Interview: Amanda Palmer

By DANIEL BROCKMAN  |  September 25, 2008

Well, I think with the Dresden Dolls if you consider your self-created categorization as "Brechtian cabaret punk," the Brechtian part implies a breaking down of the wall between artist and audience.
Yeah.

So now that you're putting out a solo album, there's this audience that was a part of The Thing, and they are probably wondering if that's still true, or what their role is now that things have changed.
One of the wonderful things about having such a loyal fan base and a really intelligent one at that, who want to stay involved, is that they just come along. Most of them are really interested to see what i'm doing and they're really willing to give it a shot.

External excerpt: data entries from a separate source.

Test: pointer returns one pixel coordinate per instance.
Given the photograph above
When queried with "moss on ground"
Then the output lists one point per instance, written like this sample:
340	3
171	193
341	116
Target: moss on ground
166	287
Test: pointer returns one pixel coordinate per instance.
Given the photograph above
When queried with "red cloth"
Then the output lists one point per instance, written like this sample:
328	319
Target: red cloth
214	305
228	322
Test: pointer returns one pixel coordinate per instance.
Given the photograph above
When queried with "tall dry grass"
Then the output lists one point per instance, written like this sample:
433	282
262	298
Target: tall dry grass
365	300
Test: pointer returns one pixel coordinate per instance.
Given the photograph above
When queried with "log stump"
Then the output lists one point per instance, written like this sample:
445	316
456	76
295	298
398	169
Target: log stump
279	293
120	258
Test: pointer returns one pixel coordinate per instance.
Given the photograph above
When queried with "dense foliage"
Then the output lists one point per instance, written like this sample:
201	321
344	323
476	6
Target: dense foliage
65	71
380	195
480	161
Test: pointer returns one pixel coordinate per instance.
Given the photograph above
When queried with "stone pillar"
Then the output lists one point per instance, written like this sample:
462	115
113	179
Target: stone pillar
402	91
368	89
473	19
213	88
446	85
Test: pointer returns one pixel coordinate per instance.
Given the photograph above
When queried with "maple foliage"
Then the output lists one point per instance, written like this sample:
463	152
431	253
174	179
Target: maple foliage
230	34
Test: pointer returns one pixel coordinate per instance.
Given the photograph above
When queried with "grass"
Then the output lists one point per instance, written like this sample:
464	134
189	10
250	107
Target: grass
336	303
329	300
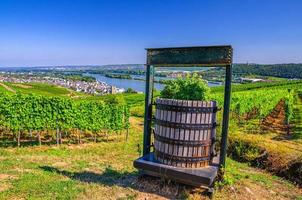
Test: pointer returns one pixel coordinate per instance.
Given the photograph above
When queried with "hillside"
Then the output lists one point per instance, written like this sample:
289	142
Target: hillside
264	151
104	171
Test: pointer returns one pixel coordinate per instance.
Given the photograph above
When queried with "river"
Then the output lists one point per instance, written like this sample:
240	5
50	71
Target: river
137	85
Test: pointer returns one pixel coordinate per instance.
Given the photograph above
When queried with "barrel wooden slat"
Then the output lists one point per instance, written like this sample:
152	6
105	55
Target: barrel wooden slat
181	152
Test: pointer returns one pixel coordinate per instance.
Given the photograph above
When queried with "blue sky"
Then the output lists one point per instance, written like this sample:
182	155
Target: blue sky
80	32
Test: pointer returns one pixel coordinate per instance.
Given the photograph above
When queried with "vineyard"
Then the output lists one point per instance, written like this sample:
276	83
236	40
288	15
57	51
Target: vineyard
34	116
94	124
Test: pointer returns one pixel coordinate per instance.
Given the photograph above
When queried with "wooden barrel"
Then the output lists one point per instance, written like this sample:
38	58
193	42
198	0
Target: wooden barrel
184	133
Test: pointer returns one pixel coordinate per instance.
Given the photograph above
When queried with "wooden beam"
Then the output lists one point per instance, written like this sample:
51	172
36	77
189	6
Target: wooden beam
148	109
226	111
190	56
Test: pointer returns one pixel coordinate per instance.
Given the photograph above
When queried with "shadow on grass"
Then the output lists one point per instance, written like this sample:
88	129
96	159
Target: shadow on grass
134	180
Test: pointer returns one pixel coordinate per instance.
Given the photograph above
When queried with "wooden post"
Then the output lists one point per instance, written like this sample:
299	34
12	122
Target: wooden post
148	109
226	111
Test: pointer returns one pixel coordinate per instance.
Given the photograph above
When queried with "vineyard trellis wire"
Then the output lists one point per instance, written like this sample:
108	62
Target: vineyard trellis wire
33	113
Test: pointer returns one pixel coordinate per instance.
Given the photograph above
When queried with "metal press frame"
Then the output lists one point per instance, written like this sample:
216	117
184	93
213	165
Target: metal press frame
203	56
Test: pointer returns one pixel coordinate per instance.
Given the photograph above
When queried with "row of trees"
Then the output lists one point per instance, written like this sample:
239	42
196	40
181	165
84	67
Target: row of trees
28	113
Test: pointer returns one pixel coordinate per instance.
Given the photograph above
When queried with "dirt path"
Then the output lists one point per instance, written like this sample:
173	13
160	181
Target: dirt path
7	88
296	129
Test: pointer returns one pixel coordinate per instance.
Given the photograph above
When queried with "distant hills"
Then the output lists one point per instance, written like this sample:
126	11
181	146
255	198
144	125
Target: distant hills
276	70
289	70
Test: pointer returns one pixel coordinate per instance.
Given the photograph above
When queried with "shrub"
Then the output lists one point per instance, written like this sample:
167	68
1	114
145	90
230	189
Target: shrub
190	88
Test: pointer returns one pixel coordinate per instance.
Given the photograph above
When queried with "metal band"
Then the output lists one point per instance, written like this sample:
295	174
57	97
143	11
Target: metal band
172	141
179	158
185	125
186	109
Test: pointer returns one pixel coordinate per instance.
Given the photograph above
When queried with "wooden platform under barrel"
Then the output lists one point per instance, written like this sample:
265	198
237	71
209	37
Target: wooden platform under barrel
184	132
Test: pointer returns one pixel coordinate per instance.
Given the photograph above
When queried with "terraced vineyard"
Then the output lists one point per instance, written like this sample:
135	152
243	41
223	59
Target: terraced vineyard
89	169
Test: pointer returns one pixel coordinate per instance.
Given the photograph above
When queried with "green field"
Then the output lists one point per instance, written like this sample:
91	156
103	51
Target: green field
104	170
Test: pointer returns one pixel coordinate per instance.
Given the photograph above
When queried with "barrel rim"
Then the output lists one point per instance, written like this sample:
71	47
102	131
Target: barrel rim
189	102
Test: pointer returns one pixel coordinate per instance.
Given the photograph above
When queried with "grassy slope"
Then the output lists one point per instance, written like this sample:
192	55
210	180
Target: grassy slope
104	171
39	89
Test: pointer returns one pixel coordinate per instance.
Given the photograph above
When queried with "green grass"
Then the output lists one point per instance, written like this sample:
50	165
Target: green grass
39	88
105	171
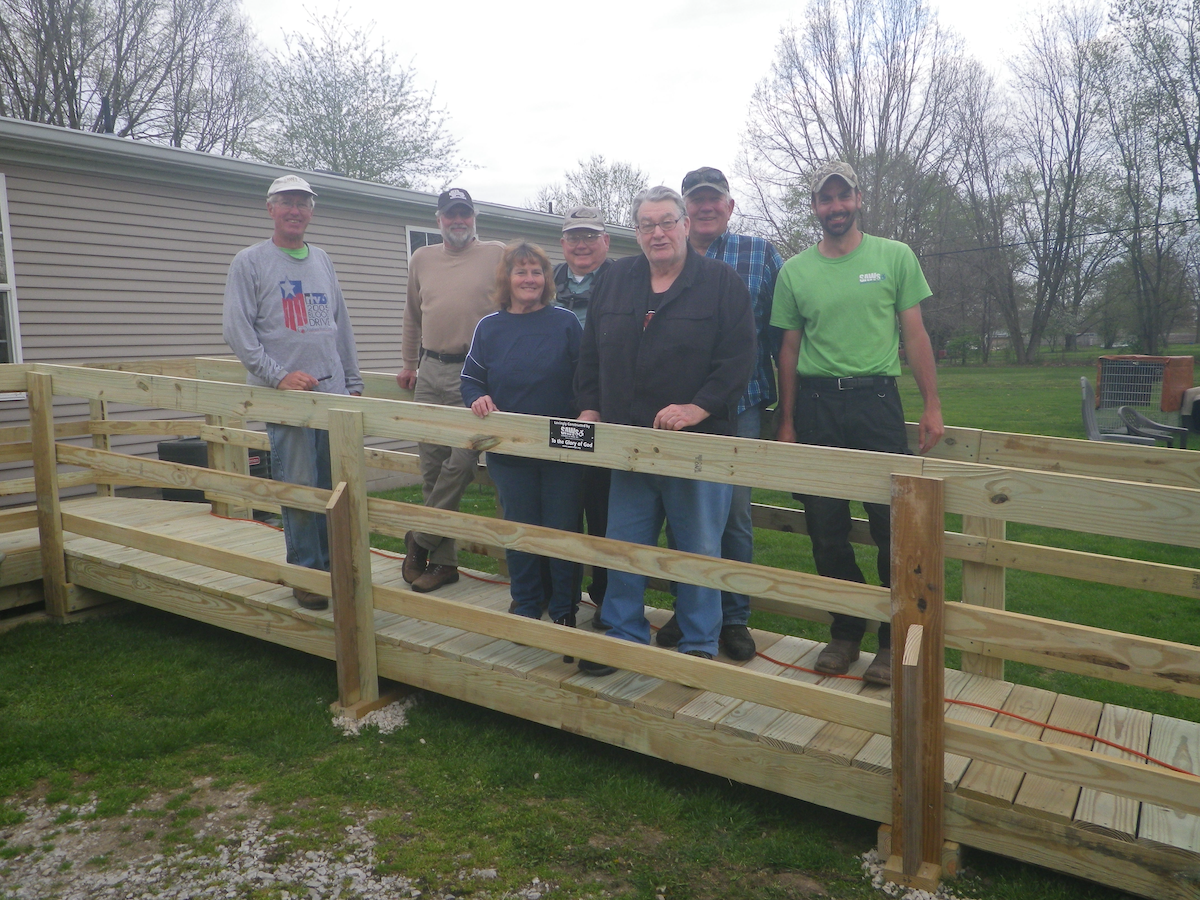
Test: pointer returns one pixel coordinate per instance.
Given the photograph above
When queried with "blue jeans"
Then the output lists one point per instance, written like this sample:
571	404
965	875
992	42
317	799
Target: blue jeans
697	510
547	493
300	456
737	543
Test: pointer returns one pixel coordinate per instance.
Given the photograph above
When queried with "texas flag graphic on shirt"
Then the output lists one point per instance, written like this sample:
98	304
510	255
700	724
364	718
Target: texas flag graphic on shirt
295	311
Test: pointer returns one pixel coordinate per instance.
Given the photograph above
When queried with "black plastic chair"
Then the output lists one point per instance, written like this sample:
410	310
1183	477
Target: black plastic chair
1093	430
1138	424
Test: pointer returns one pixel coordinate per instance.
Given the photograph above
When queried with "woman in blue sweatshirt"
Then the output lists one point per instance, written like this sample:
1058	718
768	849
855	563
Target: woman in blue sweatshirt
522	360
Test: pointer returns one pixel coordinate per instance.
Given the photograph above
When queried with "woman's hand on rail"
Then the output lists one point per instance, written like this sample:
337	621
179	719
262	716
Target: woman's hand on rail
483	406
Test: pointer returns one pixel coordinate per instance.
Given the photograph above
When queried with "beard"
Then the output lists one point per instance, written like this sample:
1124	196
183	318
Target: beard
459	240
839	228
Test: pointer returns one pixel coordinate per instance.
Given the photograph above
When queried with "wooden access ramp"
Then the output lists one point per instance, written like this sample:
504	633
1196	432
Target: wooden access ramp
1011	786
832	765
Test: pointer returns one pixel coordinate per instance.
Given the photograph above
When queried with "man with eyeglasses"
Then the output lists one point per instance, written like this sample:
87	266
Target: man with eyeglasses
586	247
709	207
844	305
669	343
286	319
449	292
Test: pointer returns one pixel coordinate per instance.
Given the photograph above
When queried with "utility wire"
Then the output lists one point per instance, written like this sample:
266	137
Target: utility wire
1074	237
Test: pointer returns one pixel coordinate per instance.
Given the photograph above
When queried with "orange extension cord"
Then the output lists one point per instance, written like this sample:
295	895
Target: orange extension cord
1123	749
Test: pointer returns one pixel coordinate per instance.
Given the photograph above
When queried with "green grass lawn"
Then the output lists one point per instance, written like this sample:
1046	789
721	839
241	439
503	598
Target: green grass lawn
144	703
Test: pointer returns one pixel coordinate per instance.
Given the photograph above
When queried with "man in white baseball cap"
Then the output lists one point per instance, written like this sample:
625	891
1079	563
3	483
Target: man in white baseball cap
286	319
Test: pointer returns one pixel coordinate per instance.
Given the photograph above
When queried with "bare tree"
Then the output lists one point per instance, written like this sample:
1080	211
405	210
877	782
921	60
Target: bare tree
185	72
1059	105
609	186
345	103
217	87
988	155
1150	177
1164	37
870	82
46	49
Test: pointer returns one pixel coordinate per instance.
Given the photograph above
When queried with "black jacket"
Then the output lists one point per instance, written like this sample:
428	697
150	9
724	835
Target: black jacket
697	348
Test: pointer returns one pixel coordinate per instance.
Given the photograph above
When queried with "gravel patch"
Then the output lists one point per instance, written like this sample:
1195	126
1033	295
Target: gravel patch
57	853
873	864
387	719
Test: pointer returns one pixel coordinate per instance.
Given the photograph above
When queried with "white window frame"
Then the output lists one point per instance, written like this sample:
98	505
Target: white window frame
9	287
409	231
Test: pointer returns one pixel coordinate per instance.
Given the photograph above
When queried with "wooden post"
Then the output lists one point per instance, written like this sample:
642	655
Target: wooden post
348	466
226	457
983	585
46	486
97	411
918	571
341	570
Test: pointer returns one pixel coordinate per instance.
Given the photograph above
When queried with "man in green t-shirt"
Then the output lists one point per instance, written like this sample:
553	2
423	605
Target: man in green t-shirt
844	304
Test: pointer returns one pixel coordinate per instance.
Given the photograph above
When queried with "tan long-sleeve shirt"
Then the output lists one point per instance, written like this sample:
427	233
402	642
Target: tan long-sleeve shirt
449	292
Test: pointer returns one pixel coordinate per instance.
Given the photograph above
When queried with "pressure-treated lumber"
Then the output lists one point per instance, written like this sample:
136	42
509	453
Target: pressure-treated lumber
346	456
171	474
1115	508
918	679
49	511
1103	810
341	576
814	778
97	412
999	784
1176	743
983	585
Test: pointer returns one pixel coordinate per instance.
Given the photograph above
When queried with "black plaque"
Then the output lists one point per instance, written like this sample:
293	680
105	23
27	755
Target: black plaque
571	435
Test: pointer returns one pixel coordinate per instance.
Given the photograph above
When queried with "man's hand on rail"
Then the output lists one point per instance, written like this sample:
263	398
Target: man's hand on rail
297	381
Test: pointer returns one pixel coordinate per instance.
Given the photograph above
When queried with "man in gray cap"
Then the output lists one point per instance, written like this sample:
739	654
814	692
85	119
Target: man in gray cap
709	207
845	295
586	249
449	292
286	319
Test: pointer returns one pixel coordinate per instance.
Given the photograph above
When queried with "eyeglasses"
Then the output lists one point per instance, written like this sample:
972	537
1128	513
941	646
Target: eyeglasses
666	225
585	238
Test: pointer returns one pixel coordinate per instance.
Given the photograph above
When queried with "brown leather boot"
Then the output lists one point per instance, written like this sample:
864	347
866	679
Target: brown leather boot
837	657
435	577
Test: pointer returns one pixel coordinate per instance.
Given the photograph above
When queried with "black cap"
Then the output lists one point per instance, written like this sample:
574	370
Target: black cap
705	177
455	197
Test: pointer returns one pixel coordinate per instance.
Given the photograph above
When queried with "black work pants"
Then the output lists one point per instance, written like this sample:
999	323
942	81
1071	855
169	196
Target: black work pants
858	419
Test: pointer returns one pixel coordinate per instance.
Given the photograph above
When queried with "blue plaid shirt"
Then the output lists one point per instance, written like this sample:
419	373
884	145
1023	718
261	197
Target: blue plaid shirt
759	263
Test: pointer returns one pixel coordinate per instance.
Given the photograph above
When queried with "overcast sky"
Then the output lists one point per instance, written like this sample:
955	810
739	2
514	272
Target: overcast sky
663	84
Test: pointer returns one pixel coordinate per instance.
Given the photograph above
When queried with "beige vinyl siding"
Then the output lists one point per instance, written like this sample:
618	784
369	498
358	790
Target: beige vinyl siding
121	251
117	269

So you don't feel a need to give a big fuck you to an audience defining you or whatever?
Oh, no. I don't really get much of that, so I don't really need to feel defensive. One of the things that I've been really trying to pay attention to, apropos this last thing we're talking about, is how real and fundamental my relationship with my fans with, and how direct. The internet has made that possible. It used to be totally fucking impossible. With my blog, with the way music is distributed, the way everything happens, our fan's ability to get the word out instead of relying on marketing and promoting. I mean, it really has fundamentally changed in the last eight years. And for that, I feel insanely grateful, and all I need to do is, if things aren't doing well with the label, or with some publicity thing, or some sort of detached amorphous promotional something from above, all I have to do is remember that I have a mainline to all of these people, and that that is so much more valuable than getting press in Rolling Stone or being on MTV or, you know — those things, they're so meaningful. But they're becoming more and more antiquated. Like I'll talk to bands at my level, and we'll have this discussion where I'll say, "Oh, you get so much more press than the Dresden Dolls, you're always in Spin magazine," and they'll turn to me and go, "Oh, but you're selling twice as many tickets as we are." And we'll sit there looking at each other and go, "Hmm." Well, who's actually the lucky one, right? And it's hard to wrap your head around because you just need to look at the solid numbers and the actual dialogue going on with the fans and remember that what's being dictated, that we're so used to the charts telling us what's going on, and MTV telling us what's going on back when I was a kid, the radio telling us what's going on has less and less and less to do with reality. And I said as a child of the '80s where there were megastars and a very defined pyramid of success and fame and popular bands, that's all gone out the window, and I just get to sit here and cherish the thing that we've built and appreciate it, and that's been blowing my mind lately, you know?